Neither Breanna Prater, 12, nor Seth Shirey, 17, are surrounded by other students when they study — no brick or mortar.
They have no teacher in front of the classroom nor library down the hall. But both students believe they have found the ideal learning situation in cyberspace.
Breanna, of Gary, is a seventh-grader, and Seth, of Kouts, is a high school senior. They live on opposite sides of Northwest Indiana, and both are enrolled at Indiana Cyber Charter School.
Opened in 2012, Indiana Cyber Charter School is a statewide online learning program for students in kindergarten through grade 12. InCyber is authorized by Education One LLC, the charter school authorizing body of Trine University.
Don Williams, CEO of Indiana Cyber Charter School, said the program has approximately 220 students enrolled across the state, up from 84 students when it started.
Though it's an online school, Williams said the program communicates with students in a variety of ways, including telephone, email, text and video chat Skype sessions.
"It seems to work terrifically and conveniently for families," he said Friday. "They have a great deal of access to and attention from teachers and school administration."
Williams said from time to time, students realize another mode of education would be best for them, so they make a decision to withdraw.
"For the majority of our students — because we have taken the time to meet with every student prior to enrollment — it enables them to evaluate if this is the best school for them. And they are prepared for what is expected of them," he said.
Alice Anderson, dean of the College of Education at Purdue University Calumet in Hammond, said online education for students in kindergarten through 12th grade can be a good tool for students and families. Generally speaking, Anderson said it serves students who have individualized needs.
"The thing to be concerned about is that the instruction must be engaging so students really learn and understand the information," Anderson said. "There are standards in place through which online education can be evaluated as to how engaging and how strong it is. Online education is no longer a situation where a student reads a lot of material and answers questions."
Anderson said it's essential to have a structured environment at home, ensuring students engage with an instructor on a regular basis.
Breanna Prater uses the family's dining room table as her classroom. Her school day runs from about 8 a.m. to 1 p.m. She was initially enrolled at Lake Ridge Middle School, but she said some "bullying" problems caused her to withdraw. She has two brothers who still attend the Lake Ridge Schools.

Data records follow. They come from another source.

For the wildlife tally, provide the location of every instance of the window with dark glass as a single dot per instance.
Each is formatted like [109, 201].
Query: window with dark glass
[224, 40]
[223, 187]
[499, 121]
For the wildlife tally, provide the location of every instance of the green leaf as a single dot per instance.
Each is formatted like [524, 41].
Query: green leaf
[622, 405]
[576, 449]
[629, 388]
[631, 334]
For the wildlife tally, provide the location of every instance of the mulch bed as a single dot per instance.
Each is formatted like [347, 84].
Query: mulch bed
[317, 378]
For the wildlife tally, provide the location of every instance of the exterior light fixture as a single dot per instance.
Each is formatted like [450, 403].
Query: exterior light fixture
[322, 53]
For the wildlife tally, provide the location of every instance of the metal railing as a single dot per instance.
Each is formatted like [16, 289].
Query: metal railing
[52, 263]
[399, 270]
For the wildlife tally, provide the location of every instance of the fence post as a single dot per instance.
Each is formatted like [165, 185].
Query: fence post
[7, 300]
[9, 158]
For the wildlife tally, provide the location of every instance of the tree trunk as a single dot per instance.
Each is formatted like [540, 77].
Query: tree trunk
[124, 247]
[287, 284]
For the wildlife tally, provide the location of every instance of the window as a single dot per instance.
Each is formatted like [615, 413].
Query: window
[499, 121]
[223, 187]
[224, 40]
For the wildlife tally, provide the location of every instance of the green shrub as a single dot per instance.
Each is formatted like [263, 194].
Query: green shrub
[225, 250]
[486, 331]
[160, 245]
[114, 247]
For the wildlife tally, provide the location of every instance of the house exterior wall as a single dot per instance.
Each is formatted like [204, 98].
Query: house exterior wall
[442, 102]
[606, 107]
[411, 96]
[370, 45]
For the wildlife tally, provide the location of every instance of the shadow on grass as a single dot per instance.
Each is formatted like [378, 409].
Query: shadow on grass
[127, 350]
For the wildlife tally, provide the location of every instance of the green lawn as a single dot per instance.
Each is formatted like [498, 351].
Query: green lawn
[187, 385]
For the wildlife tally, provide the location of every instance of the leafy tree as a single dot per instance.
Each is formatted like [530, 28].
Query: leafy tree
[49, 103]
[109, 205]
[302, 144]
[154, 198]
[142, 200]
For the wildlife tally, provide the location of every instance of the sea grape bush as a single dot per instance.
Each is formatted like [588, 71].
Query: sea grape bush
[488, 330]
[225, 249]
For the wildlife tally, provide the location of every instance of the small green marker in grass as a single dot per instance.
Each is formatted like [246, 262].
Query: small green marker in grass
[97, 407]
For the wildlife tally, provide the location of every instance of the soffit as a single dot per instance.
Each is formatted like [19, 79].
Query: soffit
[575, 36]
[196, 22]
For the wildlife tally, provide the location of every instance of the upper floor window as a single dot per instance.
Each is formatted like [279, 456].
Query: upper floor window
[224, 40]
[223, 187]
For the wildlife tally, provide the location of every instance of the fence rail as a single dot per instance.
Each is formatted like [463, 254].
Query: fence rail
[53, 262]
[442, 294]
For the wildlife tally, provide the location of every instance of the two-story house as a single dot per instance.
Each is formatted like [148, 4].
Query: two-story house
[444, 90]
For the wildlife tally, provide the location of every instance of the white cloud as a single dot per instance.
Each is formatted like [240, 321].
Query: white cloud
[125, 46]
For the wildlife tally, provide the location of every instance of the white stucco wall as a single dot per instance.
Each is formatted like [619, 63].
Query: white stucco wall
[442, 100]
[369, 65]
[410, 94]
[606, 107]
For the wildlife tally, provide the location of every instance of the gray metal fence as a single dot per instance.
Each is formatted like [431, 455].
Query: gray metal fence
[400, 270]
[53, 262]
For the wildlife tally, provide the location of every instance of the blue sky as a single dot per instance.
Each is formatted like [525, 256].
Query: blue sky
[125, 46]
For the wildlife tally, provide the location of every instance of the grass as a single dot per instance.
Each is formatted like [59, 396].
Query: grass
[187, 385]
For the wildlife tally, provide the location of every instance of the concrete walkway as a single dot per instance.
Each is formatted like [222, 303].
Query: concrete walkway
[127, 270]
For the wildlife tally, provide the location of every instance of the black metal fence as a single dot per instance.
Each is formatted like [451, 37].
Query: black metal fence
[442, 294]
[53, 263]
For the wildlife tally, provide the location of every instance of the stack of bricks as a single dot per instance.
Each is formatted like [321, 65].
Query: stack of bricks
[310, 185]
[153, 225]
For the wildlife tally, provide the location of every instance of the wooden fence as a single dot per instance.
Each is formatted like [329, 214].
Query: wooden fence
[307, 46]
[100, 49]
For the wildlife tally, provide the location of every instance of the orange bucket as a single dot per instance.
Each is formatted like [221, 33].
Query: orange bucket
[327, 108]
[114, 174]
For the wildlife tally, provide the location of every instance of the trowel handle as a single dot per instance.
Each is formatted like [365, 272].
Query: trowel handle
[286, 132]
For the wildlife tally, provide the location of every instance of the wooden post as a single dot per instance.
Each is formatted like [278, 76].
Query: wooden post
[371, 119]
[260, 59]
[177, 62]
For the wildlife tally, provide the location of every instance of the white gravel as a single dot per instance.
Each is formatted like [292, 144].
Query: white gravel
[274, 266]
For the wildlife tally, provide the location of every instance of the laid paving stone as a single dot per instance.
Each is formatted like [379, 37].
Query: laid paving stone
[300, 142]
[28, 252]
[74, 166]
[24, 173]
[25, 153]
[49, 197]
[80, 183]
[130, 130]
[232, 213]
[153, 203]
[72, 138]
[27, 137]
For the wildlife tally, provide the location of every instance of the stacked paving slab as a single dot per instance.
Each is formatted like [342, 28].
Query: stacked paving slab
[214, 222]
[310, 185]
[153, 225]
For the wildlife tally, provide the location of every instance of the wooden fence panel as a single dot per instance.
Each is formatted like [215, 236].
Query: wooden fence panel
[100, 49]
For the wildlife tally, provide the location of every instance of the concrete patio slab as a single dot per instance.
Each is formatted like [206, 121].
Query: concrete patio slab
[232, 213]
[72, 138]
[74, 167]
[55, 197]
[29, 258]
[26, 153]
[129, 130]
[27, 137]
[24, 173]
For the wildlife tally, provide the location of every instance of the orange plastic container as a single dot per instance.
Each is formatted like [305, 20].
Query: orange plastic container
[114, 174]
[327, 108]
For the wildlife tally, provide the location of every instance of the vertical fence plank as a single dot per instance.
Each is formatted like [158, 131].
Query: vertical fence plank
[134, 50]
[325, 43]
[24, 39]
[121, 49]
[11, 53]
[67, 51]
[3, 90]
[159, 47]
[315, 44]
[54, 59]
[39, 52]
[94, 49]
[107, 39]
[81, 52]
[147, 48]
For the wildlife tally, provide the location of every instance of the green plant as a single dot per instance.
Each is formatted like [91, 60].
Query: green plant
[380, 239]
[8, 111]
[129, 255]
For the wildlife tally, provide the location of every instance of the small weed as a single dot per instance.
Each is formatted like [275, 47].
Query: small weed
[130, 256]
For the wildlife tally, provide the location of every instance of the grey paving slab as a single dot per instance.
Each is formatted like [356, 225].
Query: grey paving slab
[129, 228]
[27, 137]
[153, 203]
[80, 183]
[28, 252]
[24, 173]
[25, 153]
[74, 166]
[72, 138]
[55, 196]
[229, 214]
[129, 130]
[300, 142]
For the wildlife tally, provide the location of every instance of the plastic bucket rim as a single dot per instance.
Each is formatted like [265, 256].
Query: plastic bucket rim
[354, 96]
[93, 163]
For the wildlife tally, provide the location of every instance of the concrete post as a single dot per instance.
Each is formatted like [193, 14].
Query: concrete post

Breanna's mother, Michelle Prater, said she believes there are some really "fantastic" teachers at Lake Ridge but felt it wasn't the right environment for her daughter.
"I quit my job to make sure she does well," Prater said.
In addition to the school work, Prater said she takes her daughter on field trips and to social activities through their church. She said her daughter still sees her friends at high school football games.
Seth said he likes the ability to work at his own pace. He hangs out in the family room and sets his own hours. His mother, Staci Kociara, said the online program has helped her son to be more organized and less distracted.
"I can see exactly what he is doing," she said, adding a disadvantage is that he doesn't get to see his friends as much.
She also said Seth, who has attention deficit disorder, did not believe he could go to college until he enrolled in the online program. He's working part time now and plans to become a police officer.